Numbers don't lie —

Mylan CEO misled lawmakers about EpiPen profits—they’re 66% higher

Bresch insists Mylan only makes $100 a pen by hiding behind unrealistic tax rate.

Mylan Inc. CEO Heather Bresch testifies during a hearing before the House Oversight and Government Reform Committee September 21, 2016 on Capitol Hill in Washington, DC.
Enlarge / Mylan Inc. CEO Heather Bresch testifies during a hearing before the House Oversight and Government Reform Committee September 21, 2016 on Capitol Hill in Washington, DC.

The EpiPen profit figures that Heather Bresch, CEO of EpiPen maker Mylan, Inc., proudly displayed on a giant chart to the seething House Oversight and Government Reform Committee last week were misleading at best and a flat-out lie at worst, according to a filing to the Securities and Exchange Commission.

Bresch, who was called before the committee to explain steep price hikes of the life-saving devices, insisted that the company only makes $100 profit per two-pack of EpiPens. The list price for such a two pack now stands at $608. However, back in 2007, before Mylan bought the rights to the pens and raised the price 15 times, an EpiPen was priced at around just $50.

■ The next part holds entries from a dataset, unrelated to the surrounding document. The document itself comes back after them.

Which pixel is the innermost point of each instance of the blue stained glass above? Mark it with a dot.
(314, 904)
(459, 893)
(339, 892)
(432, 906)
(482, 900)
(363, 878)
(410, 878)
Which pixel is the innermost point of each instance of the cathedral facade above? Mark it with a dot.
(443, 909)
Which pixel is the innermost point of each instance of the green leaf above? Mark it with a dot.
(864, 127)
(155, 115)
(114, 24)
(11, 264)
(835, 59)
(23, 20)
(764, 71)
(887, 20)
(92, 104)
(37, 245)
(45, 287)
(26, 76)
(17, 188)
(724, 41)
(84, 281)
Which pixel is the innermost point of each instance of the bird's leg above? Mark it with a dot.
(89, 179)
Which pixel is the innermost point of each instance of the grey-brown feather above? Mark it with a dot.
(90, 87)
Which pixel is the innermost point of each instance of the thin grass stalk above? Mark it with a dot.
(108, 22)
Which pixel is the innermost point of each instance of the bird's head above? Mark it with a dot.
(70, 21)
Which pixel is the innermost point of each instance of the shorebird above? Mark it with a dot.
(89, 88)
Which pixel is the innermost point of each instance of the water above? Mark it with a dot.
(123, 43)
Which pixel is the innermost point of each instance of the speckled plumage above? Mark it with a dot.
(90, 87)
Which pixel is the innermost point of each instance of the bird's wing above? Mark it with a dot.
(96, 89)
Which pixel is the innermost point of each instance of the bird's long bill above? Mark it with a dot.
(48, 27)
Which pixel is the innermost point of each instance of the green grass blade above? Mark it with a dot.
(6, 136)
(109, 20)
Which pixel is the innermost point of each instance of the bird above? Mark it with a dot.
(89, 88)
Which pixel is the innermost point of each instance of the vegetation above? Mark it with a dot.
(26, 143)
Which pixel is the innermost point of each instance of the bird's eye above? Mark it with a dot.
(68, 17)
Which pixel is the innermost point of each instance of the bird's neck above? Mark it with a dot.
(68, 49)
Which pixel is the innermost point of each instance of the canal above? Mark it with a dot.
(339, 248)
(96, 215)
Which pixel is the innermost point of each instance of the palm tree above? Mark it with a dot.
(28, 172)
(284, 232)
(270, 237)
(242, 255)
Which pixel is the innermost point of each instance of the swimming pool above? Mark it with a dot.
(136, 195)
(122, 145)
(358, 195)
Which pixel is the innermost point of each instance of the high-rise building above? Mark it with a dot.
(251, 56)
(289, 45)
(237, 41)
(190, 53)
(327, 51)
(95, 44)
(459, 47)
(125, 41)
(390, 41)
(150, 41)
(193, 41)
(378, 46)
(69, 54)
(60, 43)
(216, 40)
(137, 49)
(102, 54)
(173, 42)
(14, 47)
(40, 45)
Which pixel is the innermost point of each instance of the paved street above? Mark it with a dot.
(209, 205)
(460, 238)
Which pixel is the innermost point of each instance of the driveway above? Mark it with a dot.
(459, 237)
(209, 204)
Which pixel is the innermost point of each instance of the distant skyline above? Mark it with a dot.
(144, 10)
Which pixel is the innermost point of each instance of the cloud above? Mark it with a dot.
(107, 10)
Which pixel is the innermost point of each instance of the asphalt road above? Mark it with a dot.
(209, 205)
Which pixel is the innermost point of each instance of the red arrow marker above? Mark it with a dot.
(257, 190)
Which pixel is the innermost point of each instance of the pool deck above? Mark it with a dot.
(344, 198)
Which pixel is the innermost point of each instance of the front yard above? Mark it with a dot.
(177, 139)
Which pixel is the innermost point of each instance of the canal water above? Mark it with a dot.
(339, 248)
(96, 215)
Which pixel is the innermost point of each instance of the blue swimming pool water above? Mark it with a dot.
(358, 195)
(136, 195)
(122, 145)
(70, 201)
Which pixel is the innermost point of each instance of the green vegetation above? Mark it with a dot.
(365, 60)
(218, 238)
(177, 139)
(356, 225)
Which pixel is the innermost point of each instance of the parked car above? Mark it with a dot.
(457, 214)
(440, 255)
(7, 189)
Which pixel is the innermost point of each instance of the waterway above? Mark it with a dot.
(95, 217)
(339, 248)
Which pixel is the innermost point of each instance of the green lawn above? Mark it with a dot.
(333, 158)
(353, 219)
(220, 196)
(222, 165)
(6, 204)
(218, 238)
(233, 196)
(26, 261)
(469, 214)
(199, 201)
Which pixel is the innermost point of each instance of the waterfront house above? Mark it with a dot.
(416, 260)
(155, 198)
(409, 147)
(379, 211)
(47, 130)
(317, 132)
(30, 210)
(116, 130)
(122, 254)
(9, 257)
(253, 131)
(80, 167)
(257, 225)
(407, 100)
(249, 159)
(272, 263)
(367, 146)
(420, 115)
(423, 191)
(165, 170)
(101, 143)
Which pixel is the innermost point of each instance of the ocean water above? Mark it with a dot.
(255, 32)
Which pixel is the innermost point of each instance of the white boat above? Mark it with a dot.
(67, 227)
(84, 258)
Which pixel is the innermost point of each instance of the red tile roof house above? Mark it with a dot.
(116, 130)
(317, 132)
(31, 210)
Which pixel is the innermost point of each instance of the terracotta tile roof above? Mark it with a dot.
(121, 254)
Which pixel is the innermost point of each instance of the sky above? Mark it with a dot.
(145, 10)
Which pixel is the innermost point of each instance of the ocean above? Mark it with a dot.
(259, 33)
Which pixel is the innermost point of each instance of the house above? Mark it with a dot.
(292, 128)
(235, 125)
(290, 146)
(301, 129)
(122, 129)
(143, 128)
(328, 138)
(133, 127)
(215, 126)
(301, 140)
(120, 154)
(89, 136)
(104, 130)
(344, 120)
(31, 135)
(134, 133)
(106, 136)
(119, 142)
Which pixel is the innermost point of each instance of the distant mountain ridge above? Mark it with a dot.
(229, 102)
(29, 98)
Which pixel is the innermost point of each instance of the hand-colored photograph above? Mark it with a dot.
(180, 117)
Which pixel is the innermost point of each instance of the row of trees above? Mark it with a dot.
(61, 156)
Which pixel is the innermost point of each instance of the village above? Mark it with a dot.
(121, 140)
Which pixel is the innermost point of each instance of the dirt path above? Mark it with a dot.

In her testimony, Bresch blamed the puzzlingly small profit on undefined costs and America’s complicated healthcare system. The committee, however, didn’t buy that—and rightly so.

It turns out that the $100 profit figure was calculated by applying a 37.5 percent tax rate, which the company likely doesn’t pay. And the post-tax product was actually incorrect—it should have been $104 per two pack. So, the real, pre-tax profit from an EpiPen two pack is $166, a 66 percent increase from what Bresch told Congress.

Mylan said that including the statutory tax rate was standard, but experts shook their heads. A 37.5 percent tax rate “has nothing to do with reality,” Ryan Baum, an analyst with SSR Health LLC, a health-care investment-research firm, told the Wall Street Journal. Baum noted that the company only had a 7.4 percent tax rate overall last year and a tax rate close to zero in the US.

"It is intellectually dishonest to include tax provisions for US taxes that aren't due and that the company does not in fact anticipate ever having to pay," Edward Kleinbard, a professor of law and business at the University of Southern California, told the Los Angeles Times.

Another expert, Ronny Gal, an analyst at Sanford C. Bernstein, told the Wall Street Journal: “If EpiPen was its own company, it would be taxed at 37.5 percent. It’s just that it’s being taxed at a much lower rate because of the tax-avoidance schemes that [Mylan] and many other companies use.”

Last year, Mylan incorporated in the Netherlands to avoid paying US taxes. The company still operates out of Pennsylvania.

The new filing reveals that Mylan made $671 million from EpiPen sales this year, a ninefold increase from 2008 profits of $71 million. The company sells about 4 million EpiPen two-packs a year.